| 要旨トップ | 目次 | 日本生態学会第57回全国大会 (2010年3月,東京) 講演要旨


一般講演(ポスター発表) P1-016

カラマツ一斉林の林齢や密度が個体の直径-樹高関係に与える影響

*滝谷美香(道林試道東)

人工林のような一斉林に成育する個体の樹高成長速度は,土壌や地形,気候などの環境要因に強く影響を受ける。一方,直径成長速度は個体間競争の影響を受け,樹高に比較して個体サイズ分布のばらつきが大きくなる。個体の直径ー樹高関係は,林齢や立木密度に影響を受けると考えられる。

北海道に植栽されたカラマツ人工林2083箇所において測定されたカラマツ個体のデータを元に,カラマツ個体の直径ー樹高に対して,林齢や立木密度,環境要因が与える影響について考察した。また,カラマツ個体の樹高を推定するモデルを検討した。

本研究では,これまでに発表された様々な形の非線形モデルから,拡張相対成長式,Richardsの成長曲線など用い,全個体の直径(cm)ー樹高(m)の関係に対して非線形回帰を行った。各式の当てはまりの良さはAICにより判断した。その結果,Richards式のあてはまりが最も良かった。

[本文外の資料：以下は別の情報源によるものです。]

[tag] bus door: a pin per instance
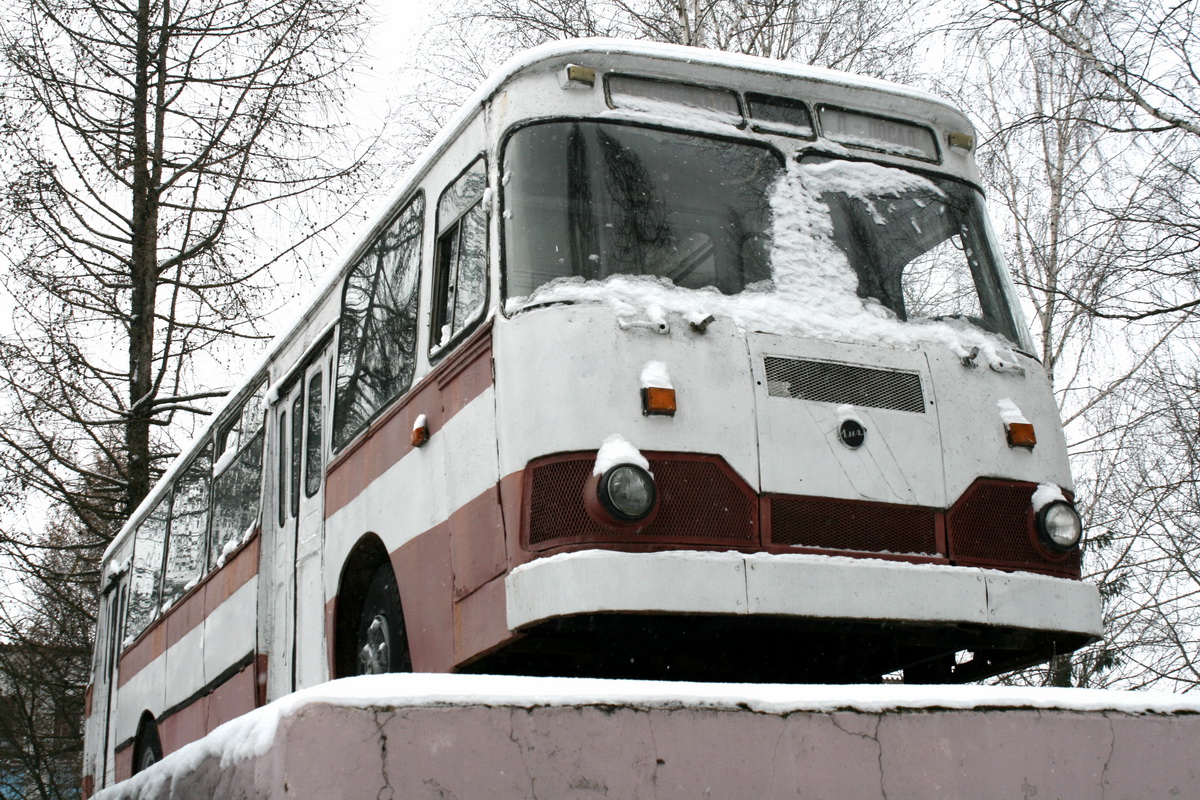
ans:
(108, 647)
(311, 661)
(277, 590)
(295, 596)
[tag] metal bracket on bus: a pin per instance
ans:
(660, 326)
(1007, 367)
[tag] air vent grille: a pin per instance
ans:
(823, 382)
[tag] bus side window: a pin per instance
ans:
(186, 542)
(239, 479)
(281, 483)
(377, 340)
(149, 543)
(460, 283)
(312, 439)
(297, 437)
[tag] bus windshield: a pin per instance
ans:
(598, 202)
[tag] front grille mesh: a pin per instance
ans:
(823, 382)
(993, 525)
(852, 525)
(699, 503)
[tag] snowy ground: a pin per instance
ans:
(253, 734)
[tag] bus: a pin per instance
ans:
(661, 364)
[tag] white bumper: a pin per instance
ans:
(796, 585)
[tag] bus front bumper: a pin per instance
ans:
(816, 587)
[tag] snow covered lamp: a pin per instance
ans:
(658, 394)
(1018, 429)
(621, 492)
(420, 431)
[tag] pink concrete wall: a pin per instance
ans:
(624, 751)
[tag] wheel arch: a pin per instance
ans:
(367, 555)
(147, 737)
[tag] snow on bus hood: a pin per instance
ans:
(814, 290)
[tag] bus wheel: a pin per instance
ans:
(382, 642)
(149, 747)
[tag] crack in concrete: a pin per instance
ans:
(383, 755)
(525, 764)
(874, 737)
(1108, 759)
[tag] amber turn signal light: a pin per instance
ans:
(420, 431)
(658, 401)
(1020, 434)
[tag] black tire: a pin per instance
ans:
(382, 644)
(148, 751)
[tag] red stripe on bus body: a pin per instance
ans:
(190, 613)
(462, 377)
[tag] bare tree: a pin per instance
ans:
(144, 143)
(149, 150)
(1089, 155)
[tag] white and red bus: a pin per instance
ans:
(663, 364)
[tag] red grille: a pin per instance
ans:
(700, 501)
(993, 525)
(852, 525)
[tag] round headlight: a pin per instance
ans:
(627, 492)
(1060, 527)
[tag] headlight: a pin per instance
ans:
(627, 492)
(1060, 527)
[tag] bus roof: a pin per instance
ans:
(559, 52)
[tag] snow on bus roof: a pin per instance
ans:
(520, 62)
(252, 734)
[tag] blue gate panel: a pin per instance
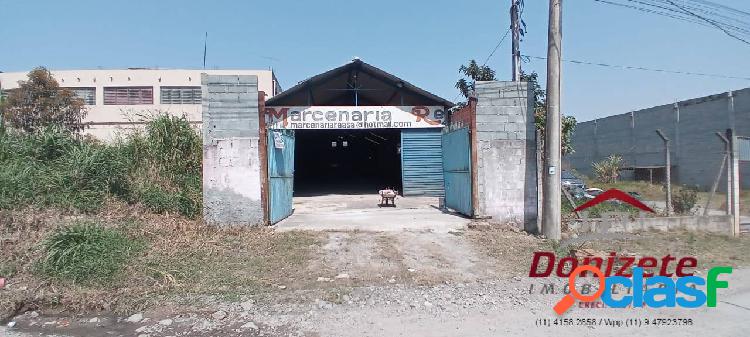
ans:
(421, 162)
(280, 174)
(457, 170)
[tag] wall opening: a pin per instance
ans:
(346, 161)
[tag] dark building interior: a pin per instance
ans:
(346, 161)
(362, 161)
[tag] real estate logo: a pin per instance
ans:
(664, 291)
(617, 195)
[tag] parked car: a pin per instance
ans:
(569, 179)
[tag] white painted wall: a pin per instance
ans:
(107, 120)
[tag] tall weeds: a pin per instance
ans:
(159, 168)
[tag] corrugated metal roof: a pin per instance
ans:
(356, 64)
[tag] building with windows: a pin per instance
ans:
(122, 99)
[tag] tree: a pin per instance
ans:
(540, 113)
(40, 102)
(475, 73)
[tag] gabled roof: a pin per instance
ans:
(356, 83)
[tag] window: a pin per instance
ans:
(128, 95)
(180, 95)
(88, 95)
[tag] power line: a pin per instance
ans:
(686, 12)
(709, 21)
(496, 46)
(644, 68)
(490, 55)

Richards式のパラメータに対する林齢(年),立木密度(個体/ha),環境要因の影響を検討するため,ランダムに選択した200林分について,各林分毎に個体の直径ー樹高関係の非線形回帰を行った。環境要因を示す値として,地位指数を用いた。Richards式のパラメータのうち,曲線の最大値を決定するとされている値に対して,地位指数と林齢が正の,林分密度が負の影響を与えていることがわかった。これらの要因をパラメータを表す変数としてRichards式に代入し再計算を行った。その結果,推定される直径ー樹高関係のAICは向上した。特に大個体の推定値が改善された。